Kostbarer Inhalt in prächtiger Schatulle
Das Museum hat einige grundlegende änderungen erfahren. Die Spielzeugsammlung der Gemeinde, die durch die Präsenz des Museums in Riehen und dank grosszügiger Donatoren jährlich anwächst, ist mit ihren schönsten Objekten in die Sammlung des Volkskundemuseums integriert worden. Das Konzept geht über die Präsentation museumswürdiger Objekte, die unnahbar auf einem Podest stehen, hinaus. Das Museum ist hier ein lebendiger Ort, an dem sich alt und jung bei einem Thema begegnen, das für alle Menschen von Bedeutung ist: dem Spielen und dem Spielzeug. Schlichte Vollglasvitrinen, die eigens entwickelt wurden, lassen auch für Kinder eine grösstmögliche Nähe zum Objekt zu. Und immer wieder findet man neben diesen Vitrinen nach alten Vorlagen nachgebautes Spielzeug, das ausprobiert und mit dem gespielt werden darf. Ein Spielzimmer lädt dazu ein, an verschiedenen Tischen Gesellschaftsspiele auszuprobieren. Auch im Hof stehen verschiedene althergebrachte Spiel- und Freizeitgeräte wie Stelzen und «Seiligumpi» zur Verfügung. Sie machen dem Besucher bewusst, dass kreatives und fröhliches Spielen nicht von unserer ausgeklügelten und hochtechnisierten Freizeitindustrie abhängt.

Das Thema Spielzeug ist vielfältig und erlaubt die verschiedensten Betrachtungsweisen, seien sie historischer, soziologischer, psychologischer, ethnologischer oder pädagogischer Art. Die Ausstellung ist thematisch in drei grosse Abteilungen unterteilt. Zuerst findet sich der Besucher mitten im technischen Spielzeug und damit in einer Welt, die immer auch den industriellen Fortschritt widerspiegelt hat: Modelleisenbahnen, Blechspielzeug, Dampfmaschinen und Automaten. Das nächste grosse Thema, Holzspielzeug, führt den Besucher zunächst zu den Anfängen des Spielzeugs. Natürliche Gegenstände wie Holzstücke, Tannzapfen und Knochen werden in der Vorstellung zu Tieren, Menschen oder Autos. Dem Besucher wird auch gezeigt, wie in holzreichen Gebieten Europas eigentliche Zentren der Spielzeugherstellung entstanden sind, die für die ländliche Bevölkerung von entscheidender wirtschaftlicher Bedeutung waren.

Der ganze erste Stock des Hinterhauses ist schliesslich der Welt der Puppen gewidmet. In der Nachbildung der Erwachsenenwelt im Kleinen mit Puppenhäusern, Kochherden, Einkaufsläden, Bügeleisen und Nähmaschinen lernt das Mädchen spielerisch, sich im künftigen Alltag zurechtzufinden. Ein Thema, das heute unter ganz anderen Zeichen als nur der weiblichen Rolle diskutiert wird.
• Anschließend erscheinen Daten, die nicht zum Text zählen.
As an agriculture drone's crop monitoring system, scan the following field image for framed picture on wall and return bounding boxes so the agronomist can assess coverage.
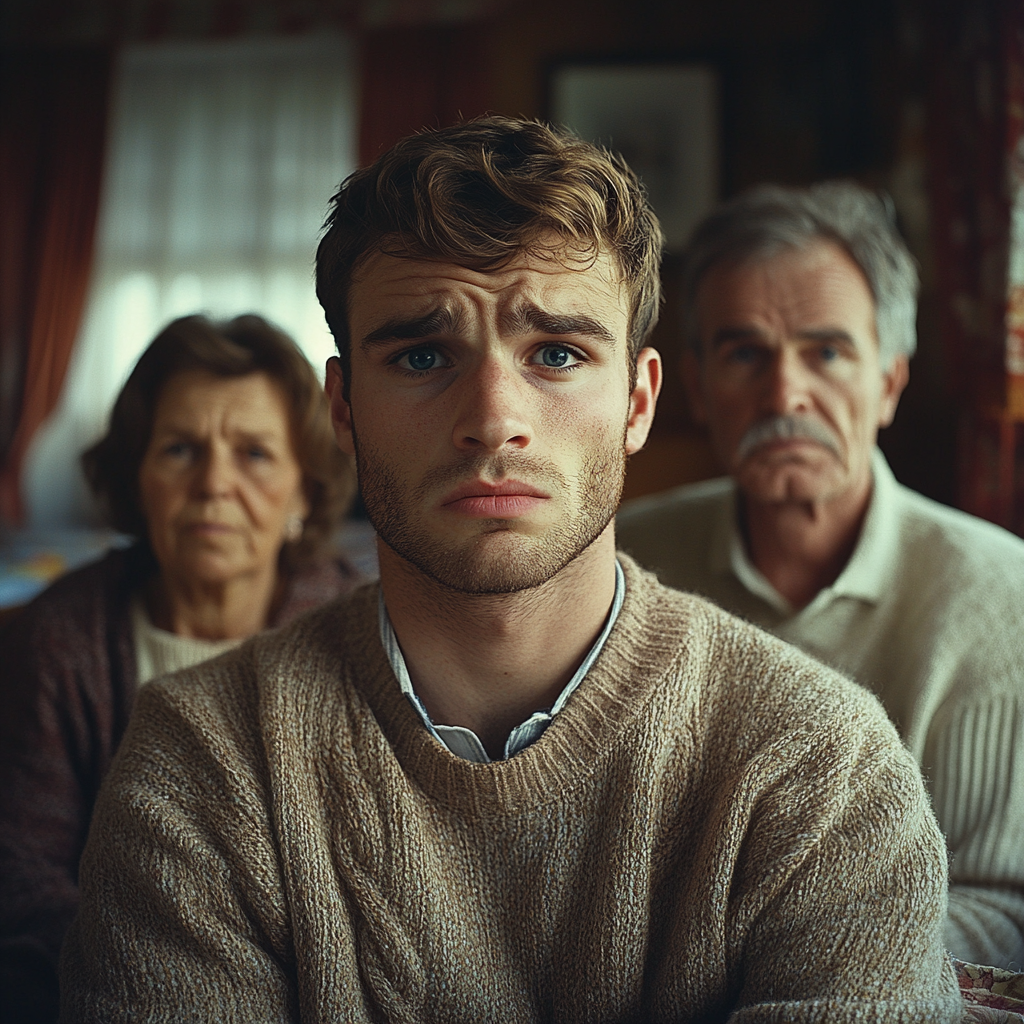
[549,63,719,252]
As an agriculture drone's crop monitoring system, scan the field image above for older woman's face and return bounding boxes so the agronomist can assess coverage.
[138,371,309,584]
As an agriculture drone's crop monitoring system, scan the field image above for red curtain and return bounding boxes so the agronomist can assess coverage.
[928,0,1024,534]
[0,48,111,524]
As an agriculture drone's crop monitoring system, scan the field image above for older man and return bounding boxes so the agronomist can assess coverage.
[62,119,962,1024]
[618,183,1024,970]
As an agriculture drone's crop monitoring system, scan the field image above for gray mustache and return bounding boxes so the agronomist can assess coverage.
[736,416,840,461]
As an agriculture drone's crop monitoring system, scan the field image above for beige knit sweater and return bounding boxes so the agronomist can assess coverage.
[61,563,961,1024]
[616,450,1024,971]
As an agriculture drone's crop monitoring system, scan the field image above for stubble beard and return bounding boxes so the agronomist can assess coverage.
[353,430,626,594]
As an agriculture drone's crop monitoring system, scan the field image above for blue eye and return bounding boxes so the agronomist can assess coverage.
[398,348,437,371]
[729,345,759,362]
[532,345,583,370]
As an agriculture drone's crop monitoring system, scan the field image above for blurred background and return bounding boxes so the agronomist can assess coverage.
[0,0,1024,598]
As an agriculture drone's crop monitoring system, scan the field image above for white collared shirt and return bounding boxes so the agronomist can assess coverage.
[378,561,626,764]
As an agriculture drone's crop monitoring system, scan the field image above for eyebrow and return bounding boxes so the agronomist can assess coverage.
[502,302,615,345]
[362,302,615,347]
[711,327,854,348]
[362,306,465,347]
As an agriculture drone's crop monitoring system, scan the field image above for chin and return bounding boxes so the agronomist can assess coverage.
[736,465,842,504]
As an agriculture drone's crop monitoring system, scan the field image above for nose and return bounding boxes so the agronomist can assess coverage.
[765,345,811,416]
[196,444,236,499]
[453,357,532,452]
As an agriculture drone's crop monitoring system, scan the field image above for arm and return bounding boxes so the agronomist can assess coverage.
[60,676,298,1024]
[0,600,116,1021]
[730,712,963,1024]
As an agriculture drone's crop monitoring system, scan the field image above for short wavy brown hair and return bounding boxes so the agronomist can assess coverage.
[82,313,355,565]
[316,117,662,389]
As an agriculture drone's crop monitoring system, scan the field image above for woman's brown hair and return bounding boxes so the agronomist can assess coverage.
[82,313,355,565]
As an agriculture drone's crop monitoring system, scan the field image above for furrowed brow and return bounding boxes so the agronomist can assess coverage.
[362,307,463,348]
[502,304,615,345]
[798,327,853,345]
[711,327,764,348]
In jedem Raum macht eine Informationstafel auf bestimmte Aspekte der ausgestellten Thematik aufmerksam. Kurze Texte zur Einführung und längere Beschreibungen zur Vertiefung in ein Thema decken die unterschiedlichen Informationsbedürfnisse der Besucher. Diese Tafeln wie auch das Licht- und Vitrinensystem sind der prächtigen Bausubstanz des Museums angepasst. Die Sammlung und das Gebäude sind wie Inhalt und Schatulle zu sehen: Sie sollen sich nicht konkurrenzieren, sondern einander ergänzen und für den Besucher zu einem Gesamterlebnis werden. Dies war für den Gestalter Florian Besset aus Basel eine grosse Herausforderung, die er perfekt gemeistert hat.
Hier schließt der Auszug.